Abstract
Aviation and aerospace systems are complex and concurrent and require special tools for their specification, verification, and performance evaluation. The tool in demand should be easily integrated into the standard loop of model-driven development. Colored Petri nets represent a combination of a Petri net graph and a functional programming language ML that makes it powerful and convenient tool for specification of real-life system and solving both tasks: correctness proof i.e. verification and performance evaluation. This chapter studies basic and advanced features of CPN Tools – a powerful modeling system which uses graphical language of colored Petri nets. Starting with a concept of colored hierarhical timed Petri net, it goes through declaration of color sets and functions to peculiarities of hierarchical design of complex models and specification of timed characteristics. The authors accomplish the chapter with a real-life case study of performance evaluation for switched Ethernet network.
TopBackground
Petri nets represent a unification of a graphical language introduced by Frank and Lillian Gilbreth for production processes specification. Their most significant advantage consists in the possibility of applying formal methods for their analysis. Though, general Petri nets are too abstract to be a convenient tool for a specialist in some application area. Developed by Jensen and Kristensen (2009) colored Petri nets are loaded by a functional programming language that makes their application less laborious and more concise. A colored Petri net represents a computationally universal system that allows their wide application not only for specification and modeling but for programming and control as well.

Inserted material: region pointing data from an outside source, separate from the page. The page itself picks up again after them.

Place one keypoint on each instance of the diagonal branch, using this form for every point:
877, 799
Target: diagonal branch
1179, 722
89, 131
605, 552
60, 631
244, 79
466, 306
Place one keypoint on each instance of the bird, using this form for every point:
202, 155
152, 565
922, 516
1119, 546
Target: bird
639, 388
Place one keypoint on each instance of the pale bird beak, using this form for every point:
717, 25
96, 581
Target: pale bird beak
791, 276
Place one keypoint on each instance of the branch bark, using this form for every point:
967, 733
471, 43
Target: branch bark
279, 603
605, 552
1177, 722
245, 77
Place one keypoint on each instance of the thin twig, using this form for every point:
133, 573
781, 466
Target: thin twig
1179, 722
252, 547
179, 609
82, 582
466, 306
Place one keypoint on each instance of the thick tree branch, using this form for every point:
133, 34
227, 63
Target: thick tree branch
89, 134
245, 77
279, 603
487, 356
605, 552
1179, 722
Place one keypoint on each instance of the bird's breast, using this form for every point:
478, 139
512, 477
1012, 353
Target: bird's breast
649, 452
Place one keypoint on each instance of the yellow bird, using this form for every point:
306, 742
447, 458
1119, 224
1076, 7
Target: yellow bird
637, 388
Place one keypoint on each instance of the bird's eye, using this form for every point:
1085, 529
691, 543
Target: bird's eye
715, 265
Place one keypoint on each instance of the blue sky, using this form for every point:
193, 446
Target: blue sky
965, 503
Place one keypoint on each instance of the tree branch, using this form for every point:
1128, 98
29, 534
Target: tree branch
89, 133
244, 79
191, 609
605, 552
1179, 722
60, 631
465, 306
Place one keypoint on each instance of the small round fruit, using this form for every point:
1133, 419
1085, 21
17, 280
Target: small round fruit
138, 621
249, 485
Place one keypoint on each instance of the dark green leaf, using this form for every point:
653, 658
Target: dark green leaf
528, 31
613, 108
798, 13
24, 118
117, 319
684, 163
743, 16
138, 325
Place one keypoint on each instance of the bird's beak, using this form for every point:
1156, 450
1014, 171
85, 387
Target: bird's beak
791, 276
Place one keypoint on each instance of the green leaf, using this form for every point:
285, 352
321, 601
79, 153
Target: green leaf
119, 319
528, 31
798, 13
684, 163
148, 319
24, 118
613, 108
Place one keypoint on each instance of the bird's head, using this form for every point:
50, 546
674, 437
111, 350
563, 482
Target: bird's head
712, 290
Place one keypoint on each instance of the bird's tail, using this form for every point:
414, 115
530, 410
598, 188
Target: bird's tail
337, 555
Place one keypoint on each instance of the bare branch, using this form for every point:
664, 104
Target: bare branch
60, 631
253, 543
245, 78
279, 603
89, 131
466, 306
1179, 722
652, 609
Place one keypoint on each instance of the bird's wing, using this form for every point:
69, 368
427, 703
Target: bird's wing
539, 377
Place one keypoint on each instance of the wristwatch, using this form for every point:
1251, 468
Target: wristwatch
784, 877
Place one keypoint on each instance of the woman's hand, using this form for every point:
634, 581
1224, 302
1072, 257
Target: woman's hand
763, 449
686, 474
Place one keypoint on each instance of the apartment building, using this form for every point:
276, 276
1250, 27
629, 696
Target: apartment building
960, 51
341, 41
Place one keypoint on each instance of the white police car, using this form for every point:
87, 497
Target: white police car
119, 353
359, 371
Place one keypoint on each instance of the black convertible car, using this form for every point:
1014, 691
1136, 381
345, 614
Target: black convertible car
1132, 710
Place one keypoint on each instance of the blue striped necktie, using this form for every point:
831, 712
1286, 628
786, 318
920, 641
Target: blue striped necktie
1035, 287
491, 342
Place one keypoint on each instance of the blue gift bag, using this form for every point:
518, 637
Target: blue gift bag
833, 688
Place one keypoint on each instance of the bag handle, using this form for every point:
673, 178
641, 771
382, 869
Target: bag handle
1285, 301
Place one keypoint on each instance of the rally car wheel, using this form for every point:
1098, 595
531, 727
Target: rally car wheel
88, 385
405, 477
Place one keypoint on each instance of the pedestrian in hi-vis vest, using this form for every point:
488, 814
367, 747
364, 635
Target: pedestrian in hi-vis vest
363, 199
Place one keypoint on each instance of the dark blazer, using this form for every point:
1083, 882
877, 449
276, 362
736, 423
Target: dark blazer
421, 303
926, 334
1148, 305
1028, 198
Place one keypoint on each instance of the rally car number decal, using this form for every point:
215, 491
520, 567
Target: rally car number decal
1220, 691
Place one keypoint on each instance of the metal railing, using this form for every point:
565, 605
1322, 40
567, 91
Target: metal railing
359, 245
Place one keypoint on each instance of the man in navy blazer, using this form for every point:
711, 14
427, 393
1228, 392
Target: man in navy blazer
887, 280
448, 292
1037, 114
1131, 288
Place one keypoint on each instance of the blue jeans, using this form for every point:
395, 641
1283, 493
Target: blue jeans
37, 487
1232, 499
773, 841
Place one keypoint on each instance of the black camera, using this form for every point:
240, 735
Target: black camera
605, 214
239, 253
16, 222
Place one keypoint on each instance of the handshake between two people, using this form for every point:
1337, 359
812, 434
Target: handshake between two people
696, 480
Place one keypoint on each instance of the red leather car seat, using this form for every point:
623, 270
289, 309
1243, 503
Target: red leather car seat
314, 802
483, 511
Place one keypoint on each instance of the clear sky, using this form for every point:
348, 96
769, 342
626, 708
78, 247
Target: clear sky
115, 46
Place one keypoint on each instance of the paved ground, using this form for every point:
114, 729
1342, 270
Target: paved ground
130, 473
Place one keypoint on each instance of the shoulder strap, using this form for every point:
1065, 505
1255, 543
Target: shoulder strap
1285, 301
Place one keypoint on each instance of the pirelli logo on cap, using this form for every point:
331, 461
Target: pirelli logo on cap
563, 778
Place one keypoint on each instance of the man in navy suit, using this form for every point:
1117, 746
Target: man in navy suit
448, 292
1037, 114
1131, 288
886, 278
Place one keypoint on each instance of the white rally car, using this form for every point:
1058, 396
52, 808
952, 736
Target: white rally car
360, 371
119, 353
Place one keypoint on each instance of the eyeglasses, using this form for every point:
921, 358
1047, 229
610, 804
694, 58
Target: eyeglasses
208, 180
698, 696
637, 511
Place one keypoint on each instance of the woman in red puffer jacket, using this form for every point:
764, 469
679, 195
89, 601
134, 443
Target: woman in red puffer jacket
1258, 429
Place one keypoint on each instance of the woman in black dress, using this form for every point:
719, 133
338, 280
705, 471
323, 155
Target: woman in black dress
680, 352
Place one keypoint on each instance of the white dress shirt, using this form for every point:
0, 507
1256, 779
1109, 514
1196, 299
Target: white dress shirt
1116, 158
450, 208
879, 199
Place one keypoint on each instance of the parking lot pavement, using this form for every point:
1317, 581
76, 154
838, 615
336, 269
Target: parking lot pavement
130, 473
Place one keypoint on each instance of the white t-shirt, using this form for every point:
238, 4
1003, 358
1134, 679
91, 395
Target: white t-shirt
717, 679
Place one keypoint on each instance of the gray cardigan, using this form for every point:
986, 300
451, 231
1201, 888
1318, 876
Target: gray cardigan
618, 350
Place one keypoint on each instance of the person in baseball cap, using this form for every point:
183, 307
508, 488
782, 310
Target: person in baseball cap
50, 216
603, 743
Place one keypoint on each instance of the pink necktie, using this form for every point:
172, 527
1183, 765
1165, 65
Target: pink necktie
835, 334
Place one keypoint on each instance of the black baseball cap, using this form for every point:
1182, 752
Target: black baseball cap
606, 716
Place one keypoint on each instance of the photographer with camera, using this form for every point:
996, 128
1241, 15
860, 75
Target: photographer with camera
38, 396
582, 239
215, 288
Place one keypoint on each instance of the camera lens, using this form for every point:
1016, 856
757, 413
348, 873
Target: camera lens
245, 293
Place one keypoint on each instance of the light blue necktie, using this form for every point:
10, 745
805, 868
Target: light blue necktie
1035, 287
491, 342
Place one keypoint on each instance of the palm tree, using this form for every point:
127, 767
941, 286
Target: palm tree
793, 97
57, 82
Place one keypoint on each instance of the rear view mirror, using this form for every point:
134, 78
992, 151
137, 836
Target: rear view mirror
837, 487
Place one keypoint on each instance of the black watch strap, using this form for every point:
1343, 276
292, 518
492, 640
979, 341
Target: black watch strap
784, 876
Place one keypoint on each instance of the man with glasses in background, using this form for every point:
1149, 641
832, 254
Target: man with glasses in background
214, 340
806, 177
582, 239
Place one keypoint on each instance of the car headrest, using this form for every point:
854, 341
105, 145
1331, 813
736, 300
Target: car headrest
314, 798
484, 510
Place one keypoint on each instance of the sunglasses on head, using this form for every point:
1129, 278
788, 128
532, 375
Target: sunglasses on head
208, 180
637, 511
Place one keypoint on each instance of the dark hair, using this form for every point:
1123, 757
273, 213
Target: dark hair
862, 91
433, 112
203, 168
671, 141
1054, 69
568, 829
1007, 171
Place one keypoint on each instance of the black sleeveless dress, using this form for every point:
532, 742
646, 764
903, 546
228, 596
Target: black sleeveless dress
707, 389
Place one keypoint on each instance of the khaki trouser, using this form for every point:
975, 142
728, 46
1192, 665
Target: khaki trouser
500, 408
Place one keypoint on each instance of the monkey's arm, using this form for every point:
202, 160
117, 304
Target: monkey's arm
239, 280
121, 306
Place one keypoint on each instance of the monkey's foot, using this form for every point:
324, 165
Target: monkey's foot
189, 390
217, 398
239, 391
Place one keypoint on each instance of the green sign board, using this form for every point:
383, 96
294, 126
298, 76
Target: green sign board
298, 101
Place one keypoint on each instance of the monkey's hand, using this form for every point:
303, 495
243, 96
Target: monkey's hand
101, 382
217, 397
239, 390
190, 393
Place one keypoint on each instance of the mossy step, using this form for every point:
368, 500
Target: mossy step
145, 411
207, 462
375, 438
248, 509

Dodd (2006) started a professional application of colored Petri nets for modeling in an avionics mission computer. Then a few works appeared which develop the application of colored Petri nets in the aviation and aerospace industries with modeling a landing detector (Kordon, 2016), auto flight control system (Bourdil et al, 2016) and others.
The authors of this chapter have gained a strong experience in colored Petri nets with teaching them for more than a decade, developing enterprise-level models, and applying them in research projects. The first paper (Zaitsev, 2004) that develops a switched Ethernet model represents a personal record of citation. Note that, the modern avionics protocol AFDX (ARINC, 2009) represents a specialization of a general switched Ethernet technology. Then a series of papers have been published which present models of MPLS networks (Zaitsev & Sakun, 2008), develop a new parametric modeling paradigm (Zaitsev & Shmeleva, 2009), and analyze threats in modern computing grids (Zaitsev et al, 2014) and (Zaitsev et al, 2016). Supplied with the measuring fragments, the technique was presented for the first time in (Zaitsev, 2004) and further developed with recent works, our library of models represents a condensed experience and is distributed via official site of CPN Tools http://cpntools.org.
Key Terms in this Chapter
Multiset: A set of elements supplied with their multiplicities (for example, two books and three pencils).
Altitude Switch (ASW): A facility to wake up a device of interest in case the altitude value is less than a given threshold.
Measuring Fragment: A part of a colored petri net which calculates statistical characteristics directly in the process of simulation.
Avionics Full-Duplex Switched Ethernet Network (AFDX): A modern standard for avionics data transmission based on switched Ethernet technology.
Airlines Electronic Engineering Committee (ARINC): ARINC-429 is a standard for avionics data transmission based on a point-to-point one-way connection via twisted pair.
Meta Language (ML): A functional programming language.
State Space: A set of valid marking of a petri net and transitions between them.
Colored Petri Net (CPN): A combination of a petri net graph and a functional programming language ML.
Petri Net: A directed bipartite graph with a dynamic process defined on it.